In this code, we want each thread to write to a separate memory location, so we don't want any communication between each thread. However, when a thread loads from/stores to an index into myPerThreadCounter, that thread will load the entire cache line. Thus the cache in one thread will also load in the memory that another thread will write to even though they are writing to different memory locations, and we will have to go through the different states described in previous slides and invalidate a thread's cache for the sake of coherence, despite the fact that each thread is independent.

The second code is better because we add enough padding to put each thread's index in the array on a different cache line, so there is no interference from other threads loading the line into its own cache.

rds

How do we know that the address of the struct is aligned to cache line size ? To clarify, how do we know that each PerThreadState is entirely placed in one cache line and not split amongst two ?

memebryant

@rds, compilers for systems languages typically have some way to specify alignment.
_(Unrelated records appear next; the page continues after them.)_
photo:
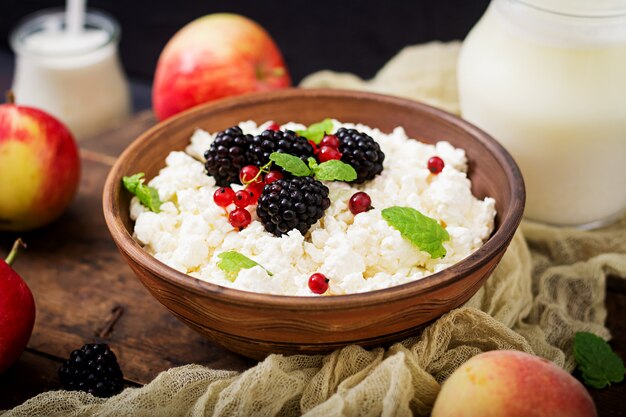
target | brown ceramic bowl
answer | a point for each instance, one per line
(254, 324)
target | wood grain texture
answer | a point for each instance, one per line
(258, 324)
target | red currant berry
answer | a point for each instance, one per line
(314, 145)
(435, 165)
(327, 153)
(255, 191)
(239, 218)
(247, 173)
(223, 196)
(273, 176)
(360, 202)
(330, 140)
(318, 283)
(273, 126)
(242, 198)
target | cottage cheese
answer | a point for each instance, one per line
(358, 253)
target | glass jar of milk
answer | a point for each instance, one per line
(76, 77)
(547, 78)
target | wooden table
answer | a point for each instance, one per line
(86, 293)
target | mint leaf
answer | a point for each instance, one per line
(316, 131)
(334, 170)
(597, 362)
(232, 262)
(131, 183)
(290, 163)
(422, 231)
(148, 196)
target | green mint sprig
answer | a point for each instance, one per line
(333, 170)
(148, 196)
(422, 231)
(316, 131)
(232, 262)
(597, 362)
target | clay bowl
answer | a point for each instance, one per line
(254, 324)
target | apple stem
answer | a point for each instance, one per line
(14, 250)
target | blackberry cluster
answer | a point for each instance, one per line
(362, 152)
(94, 369)
(279, 141)
(292, 203)
(227, 155)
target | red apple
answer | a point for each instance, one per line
(17, 312)
(216, 56)
(507, 383)
(39, 167)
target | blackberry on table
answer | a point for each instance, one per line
(292, 203)
(279, 141)
(93, 369)
(362, 152)
(227, 155)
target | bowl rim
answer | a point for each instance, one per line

For example, GCC has type attributes that solve this.

aeu

Are there ways compilers try to predict and adjust these paddings automatically?

memebryant

@aeu, a compiler probably wouldn't be allowed to make changes to the padding like this for a language like C where structs have a defined layout. In general, I don't know any languages that will try to automatically avoid false sharing at the compiler level, but I'm not an expert. It's plausible that languages with a focus on parallelism could support this, but this seems unlikely for a few reasons. I'm tired of typing on my phone so I'll leave them as an exercise for the reader.

cyl

It looks like here is a trade off between cache locality and false sharing here. For reading only, I think the padding has bad effect. For example, If we pad the memory like this, when we want to traverse the memory from pthreadState[0] to pthreadState[1000], we have to read 1000 lines from memory, while we just have to read few lines from memory without padding. I think the better way would be using the assigning chuck size for each thread but not padding, let each thread in charge for it's private chuck size. In this way, there won't be false sharing and the locality is preserved.

efficiens

Padding is bad when the only op is reading.

jsunseri

@rds You can also ensure alignment in general by allocating CACHE_LINE_SIZE-1 extra bytes and then actually start to store stuff at the first address that is a multiple of the cache line size, or using posix_memalign if you're using malloc.